Re: [PATCH net-next v2] net: ipvs: randomize starting destination of RR/WRR scheduler

[Date Prev][Date Next][Thread Prev][Thread Next][Date Index][Thread Index]

 



	Hello,

On Tue, 10 May 2022, menglong8.dong@xxxxxxxxx wrote:

> From: Menglong Dong <imagedong@xxxxxxxxxxx>
> 
> For now, the start of the RR/WRR scheduler is in order of added
> destinations, it will result in imbalance if the director is local
> to the clients and the number of connection is small.
> 
> For example, we have client1, client2, ..., client100 and real service
> service1, service2, ..., service10. All clients have local director with
> the same ipvs config, and each of them will create 2 long TCP connect to
> the virtual service.
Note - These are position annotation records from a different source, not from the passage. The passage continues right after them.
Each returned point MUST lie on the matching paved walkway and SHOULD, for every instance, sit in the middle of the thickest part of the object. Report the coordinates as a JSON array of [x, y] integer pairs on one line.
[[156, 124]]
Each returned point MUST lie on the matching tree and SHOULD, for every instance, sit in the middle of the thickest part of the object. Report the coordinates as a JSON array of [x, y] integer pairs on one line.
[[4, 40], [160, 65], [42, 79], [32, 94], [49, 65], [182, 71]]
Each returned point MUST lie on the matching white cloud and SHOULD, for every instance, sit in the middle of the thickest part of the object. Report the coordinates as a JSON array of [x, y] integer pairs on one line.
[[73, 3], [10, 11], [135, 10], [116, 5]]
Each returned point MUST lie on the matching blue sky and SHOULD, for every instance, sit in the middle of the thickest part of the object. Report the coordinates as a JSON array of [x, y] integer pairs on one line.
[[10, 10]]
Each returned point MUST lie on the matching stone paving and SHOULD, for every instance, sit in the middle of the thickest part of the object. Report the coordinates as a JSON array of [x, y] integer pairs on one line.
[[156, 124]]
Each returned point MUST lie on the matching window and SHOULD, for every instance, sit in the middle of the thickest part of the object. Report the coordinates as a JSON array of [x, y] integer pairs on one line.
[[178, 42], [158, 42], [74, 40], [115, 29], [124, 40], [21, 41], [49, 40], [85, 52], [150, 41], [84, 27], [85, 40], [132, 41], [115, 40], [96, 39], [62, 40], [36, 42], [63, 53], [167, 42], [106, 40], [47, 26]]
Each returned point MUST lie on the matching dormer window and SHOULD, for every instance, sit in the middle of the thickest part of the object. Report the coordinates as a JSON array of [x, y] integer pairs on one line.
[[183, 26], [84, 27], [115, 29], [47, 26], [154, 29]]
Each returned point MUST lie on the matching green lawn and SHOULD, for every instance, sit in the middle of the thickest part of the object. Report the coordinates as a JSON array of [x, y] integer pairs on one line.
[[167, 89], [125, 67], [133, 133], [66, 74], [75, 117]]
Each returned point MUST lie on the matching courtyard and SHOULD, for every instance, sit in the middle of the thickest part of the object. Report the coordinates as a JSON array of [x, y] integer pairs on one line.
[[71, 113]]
Therefore, all the clients will connect to service1
> and service2, leaving others free, which will make service1 and service2
> overloaded.

	More time I spend on this topic, I'm less
convinced that it is worth the effort. Randomness can come
from another place: client address/port. Schedulers
like MH and SH probably can help for such case.
RR is so simple scheduler that I doubt it is used in
practice. People prefer WLC, WRR and recently MH which
has many features:

- lockless
- supports server weights
- safer on dest adding/removal or weight changes
- fallback, optional
- suitable for sloppy TCP/SCTP mode to avoid the
SYNC mechanism in active-active setups

> Fix this by randomizing the starting destination when
> IP_VS_SVC_F_SCHED_RR_RANDOM/IP_VS_SVC_F_SCHED_WRR_RANDOM is set.
> 
> I start the randomizing from svc->destinations, as we choose the starting
> destination from all of the destinations, so it makes no different to
> start from svc->sched_data or svc->destinations. If we start from
> svc->sched_data, we have to avoid the 'head' node of the list being the
> next node of svc->sched_data, to make the choose totally random.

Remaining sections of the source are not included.